Open Source

The exact KV cache usage of DeepSeek V4

DeepSeek V4's KV cache drops to 9.62 GiB at 1M tokens, nearly 9x smaller than V3.2.

Deep Dive

DeepSeek V4's latest paper reveals a groundbreaking reduction in KV cache usage, a critical bottleneck for long-context AI models. By introducing Cross-Layer Attention (CSA) and Hybrid Cross-Attention (HCA), the architecture compresses key-value storage dramatically. For the Pro variant (1600B parameters), KV cache drops to 9.62 GiB at 1 million tokens—compared to 83.88 GiB for V3.2 (671B). This is an 8x improvement, not the 9.5x initially claimed, but still transformative. The Flash variant (284B) uses just 6.72 GiB, enabling 1M context on a single 256 GB RAM system with an RTX 3090.

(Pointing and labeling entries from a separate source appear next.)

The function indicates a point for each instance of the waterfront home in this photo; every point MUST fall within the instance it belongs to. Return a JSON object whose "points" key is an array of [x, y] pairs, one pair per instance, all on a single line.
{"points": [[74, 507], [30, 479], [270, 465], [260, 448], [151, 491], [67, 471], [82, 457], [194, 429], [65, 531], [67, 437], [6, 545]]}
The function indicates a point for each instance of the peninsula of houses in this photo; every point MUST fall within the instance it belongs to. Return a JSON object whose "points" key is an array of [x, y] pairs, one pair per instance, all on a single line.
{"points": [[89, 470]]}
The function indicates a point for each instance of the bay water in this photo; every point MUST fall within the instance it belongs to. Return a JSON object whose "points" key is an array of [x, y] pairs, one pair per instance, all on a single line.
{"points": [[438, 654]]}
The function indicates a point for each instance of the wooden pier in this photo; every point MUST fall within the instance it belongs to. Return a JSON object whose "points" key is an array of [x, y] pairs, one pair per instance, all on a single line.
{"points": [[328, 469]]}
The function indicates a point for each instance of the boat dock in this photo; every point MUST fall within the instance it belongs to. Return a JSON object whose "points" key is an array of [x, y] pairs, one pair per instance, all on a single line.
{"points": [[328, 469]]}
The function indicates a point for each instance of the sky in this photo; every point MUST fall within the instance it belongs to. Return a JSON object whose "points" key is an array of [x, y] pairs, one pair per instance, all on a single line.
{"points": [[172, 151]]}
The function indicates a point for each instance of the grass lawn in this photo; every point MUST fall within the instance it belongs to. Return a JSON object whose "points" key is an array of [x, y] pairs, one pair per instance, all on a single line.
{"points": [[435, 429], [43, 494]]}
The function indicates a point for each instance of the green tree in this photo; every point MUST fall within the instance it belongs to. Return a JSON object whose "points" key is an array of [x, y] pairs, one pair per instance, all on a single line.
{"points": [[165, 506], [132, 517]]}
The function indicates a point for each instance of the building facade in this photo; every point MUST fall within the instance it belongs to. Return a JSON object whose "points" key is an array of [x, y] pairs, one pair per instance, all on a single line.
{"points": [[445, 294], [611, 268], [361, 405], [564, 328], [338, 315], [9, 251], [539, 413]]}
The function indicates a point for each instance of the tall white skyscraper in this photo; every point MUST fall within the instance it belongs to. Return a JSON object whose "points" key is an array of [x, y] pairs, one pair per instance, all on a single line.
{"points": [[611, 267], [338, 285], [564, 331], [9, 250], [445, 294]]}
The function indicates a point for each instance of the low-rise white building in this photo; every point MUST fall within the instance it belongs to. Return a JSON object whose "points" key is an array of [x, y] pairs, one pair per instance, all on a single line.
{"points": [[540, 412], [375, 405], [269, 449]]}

This efficiency stems from architectural innovations: CSA processes 4 tokens at once and compresses them into 1, while HCA uses an extreme 128:1 compression ratio. The result is a KV% (KV cache size as percentage of model parameters) of 0.3% for Pro and 1.18% for Flash, versus 6.25% for V3.2—a roughly 20x gain. This obliterates current transformer-SSM hybrids. Chinese AI labs Kimi and Zhipu are expected to build derivatives, and llama.cpp support could bring 1M context to consumer hardware soon.

Key Points
  • DeepSeek V4 Pro uses 9.62 GiB KV cache at 1M context, down from 83.88 GiB in V3.2 (8x reduction).
  • Flash variant (284B params) needs only 6.72 GiB, enabling 1M context on 256 GB RAM + RTX 3090.
  • KV% metric drops from 6.25% to 0.3%, a 20x efficiency gain over all hybrid SSM models.

Why It Matters

8x KV cache reduction means 1M context on affordable hardware, unlocking long-document analysis for professionals.